# Phat Fizz Juice Launch & Cloud Comp - Sir Vape



## Sir Vape (16/3/17)

*
Join Sir Vape this Saturday the 18th March 2017 for the launch of the Phat Fizz juice line by Because Bubbles Matter.

There will be the usual juice tasting and loads of Phat Fizz sample giveaways. We will also host a cloud comp with some awesome prizes from Sir Vape, Phat Fizz, Haywire & Cotton Bacon.

Flawless Distro from the US will be joining us at the launch & cloud comp on Saturday. They will be bringing through some of their juice lines for tasting in-store on the day.

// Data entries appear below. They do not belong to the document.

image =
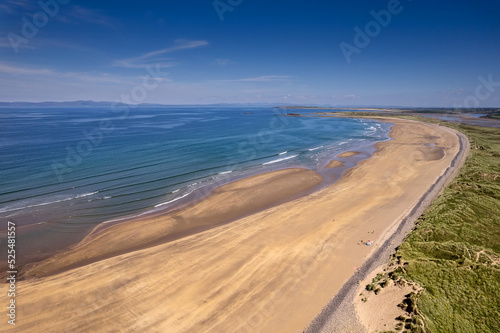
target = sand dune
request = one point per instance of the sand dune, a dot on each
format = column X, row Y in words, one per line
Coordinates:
column 272, row 271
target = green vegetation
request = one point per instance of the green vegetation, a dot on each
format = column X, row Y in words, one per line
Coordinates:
column 454, row 251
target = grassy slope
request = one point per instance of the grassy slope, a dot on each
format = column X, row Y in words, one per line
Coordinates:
column 452, row 249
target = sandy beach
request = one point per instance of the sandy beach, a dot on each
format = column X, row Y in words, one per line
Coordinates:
column 273, row 269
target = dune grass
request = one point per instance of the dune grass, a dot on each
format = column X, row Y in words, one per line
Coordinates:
column 453, row 253
column 454, row 250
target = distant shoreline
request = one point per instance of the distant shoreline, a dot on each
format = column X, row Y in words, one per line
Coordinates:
column 266, row 265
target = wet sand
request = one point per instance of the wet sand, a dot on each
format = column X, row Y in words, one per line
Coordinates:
column 272, row 271
column 349, row 154
column 335, row 164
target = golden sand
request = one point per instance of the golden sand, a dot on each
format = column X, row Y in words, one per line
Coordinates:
column 349, row 154
column 335, row 164
column 272, row 271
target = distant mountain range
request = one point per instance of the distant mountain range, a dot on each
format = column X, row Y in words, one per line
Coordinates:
column 93, row 104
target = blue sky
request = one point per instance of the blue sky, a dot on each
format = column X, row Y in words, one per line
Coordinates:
column 430, row 53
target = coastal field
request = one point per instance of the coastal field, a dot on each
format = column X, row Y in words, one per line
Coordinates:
column 271, row 271
column 453, row 255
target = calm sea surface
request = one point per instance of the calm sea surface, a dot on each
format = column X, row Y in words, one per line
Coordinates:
column 64, row 170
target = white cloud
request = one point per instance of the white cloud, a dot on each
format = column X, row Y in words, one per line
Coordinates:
column 24, row 71
column 266, row 78
column 154, row 57
column 346, row 96
column 222, row 61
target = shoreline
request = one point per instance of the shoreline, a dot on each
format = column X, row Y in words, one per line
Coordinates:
column 339, row 315
column 48, row 244
column 260, row 269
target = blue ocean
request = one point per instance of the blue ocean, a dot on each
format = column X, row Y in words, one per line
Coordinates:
column 65, row 170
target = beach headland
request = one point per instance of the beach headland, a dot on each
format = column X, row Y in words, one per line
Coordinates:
column 269, row 271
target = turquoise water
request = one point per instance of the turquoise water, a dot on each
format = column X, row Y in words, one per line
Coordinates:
column 65, row 170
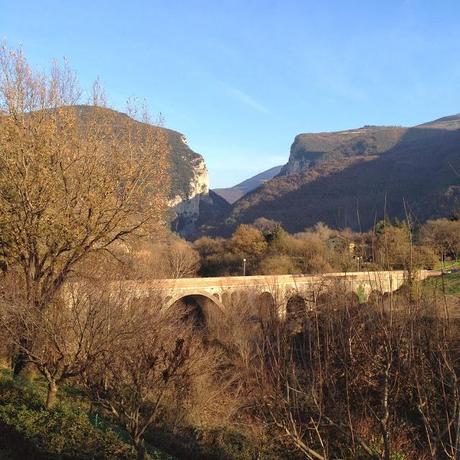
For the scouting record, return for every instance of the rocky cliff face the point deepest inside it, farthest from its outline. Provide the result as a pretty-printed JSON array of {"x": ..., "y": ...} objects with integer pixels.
[
  {"x": 353, "y": 178},
  {"x": 312, "y": 149},
  {"x": 189, "y": 195},
  {"x": 191, "y": 198}
]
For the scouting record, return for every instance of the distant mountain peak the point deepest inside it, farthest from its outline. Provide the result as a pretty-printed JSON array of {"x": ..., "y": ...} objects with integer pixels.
[{"x": 233, "y": 194}]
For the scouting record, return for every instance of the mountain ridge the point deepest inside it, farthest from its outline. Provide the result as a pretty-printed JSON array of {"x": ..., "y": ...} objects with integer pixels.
[
  {"x": 353, "y": 178},
  {"x": 232, "y": 194}
]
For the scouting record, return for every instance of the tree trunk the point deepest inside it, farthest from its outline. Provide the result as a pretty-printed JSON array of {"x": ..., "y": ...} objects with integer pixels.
[
  {"x": 52, "y": 393},
  {"x": 140, "y": 447}
]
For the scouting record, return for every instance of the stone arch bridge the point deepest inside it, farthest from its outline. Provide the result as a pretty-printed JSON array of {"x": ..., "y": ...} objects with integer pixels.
[{"x": 278, "y": 290}]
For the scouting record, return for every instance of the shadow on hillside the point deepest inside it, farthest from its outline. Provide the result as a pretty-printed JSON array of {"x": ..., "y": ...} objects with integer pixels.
[{"x": 418, "y": 173}]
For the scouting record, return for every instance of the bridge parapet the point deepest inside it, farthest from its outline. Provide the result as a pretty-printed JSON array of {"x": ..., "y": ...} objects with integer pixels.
[{"x": 281, "y": 287}]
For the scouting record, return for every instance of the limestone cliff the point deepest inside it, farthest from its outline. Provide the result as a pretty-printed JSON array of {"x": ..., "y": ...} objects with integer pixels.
[{"x": 191, "y": 198}]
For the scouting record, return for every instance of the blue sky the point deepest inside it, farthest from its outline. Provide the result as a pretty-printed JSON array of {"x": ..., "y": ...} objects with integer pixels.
[{"x": 241, "y": 78}]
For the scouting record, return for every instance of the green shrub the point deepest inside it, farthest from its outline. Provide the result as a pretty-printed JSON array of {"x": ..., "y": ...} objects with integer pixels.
[{"x": 64, "y": 432}]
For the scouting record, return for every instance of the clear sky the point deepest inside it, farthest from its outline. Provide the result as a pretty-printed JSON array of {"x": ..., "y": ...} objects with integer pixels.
[{"x": 241, "y": 78}]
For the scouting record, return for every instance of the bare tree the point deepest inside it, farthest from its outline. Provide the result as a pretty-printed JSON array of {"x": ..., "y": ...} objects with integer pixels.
[
  {"x": 73, "y": 179},
  {"x": 158, "y": 358},
  {"x": 65, "y": 339}
]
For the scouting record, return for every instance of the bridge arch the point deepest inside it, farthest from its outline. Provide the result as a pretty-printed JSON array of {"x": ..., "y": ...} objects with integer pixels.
[{"x": 199, "y": 306}]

1st Place: R1500 Sir Vape Voucher & Phat Fizz Hamper
2nd Place: Phat Fizz Hamper, Cotton Bacon & Haywire Products
3rd Place: Phat Fizz Hamper

For cloud comp rules & to register please mail: craig@sirvape.co.za


Saturday 18 March 2017 

Sir Vape
Shop 1 Cowey House
136 Cowey Rd (Problem Mkhize Rd)
Morningside
Durban

9:00am - 1:30pm

Cloud comp starts at 11:00am

See ya there!!!!*​

Reactions: Like 1 | Winner 1


----------



## Silver (18/3/17)

Phat Photos pretty please @Sir Vape and @BigGuy 
Share with us some of the action!


----------



## daniel craig (19/3/17)

Silver said:


> Phat Photos pretty please @Sir Vape and @BigGuy
> Share with us some of the action!









This juice is unbelievably good  Sir Vape's BBM line is a firm favourite to many people and it's no secret why. This Cherry pop and Apple pop is spot on Fizz Pop. You even get that fizzy sherbet centre taste on the exhale. It's such a great tasting juice

Reactions: Like 1 | Winner 1


----------



## Schnappie (19/3/17)

daniel craig said:


> This juice is unbelievably good  Sir Vape's BBM line is a firm favourite to many people and it's no secret why. This Cherry pop and Apple pop is spot on Fizz Pop. You even get that fizzy sherbet centre taste on the exhale. It's such a great tasting juice


Cant wait to try these out!

Reactions: Like 1


----------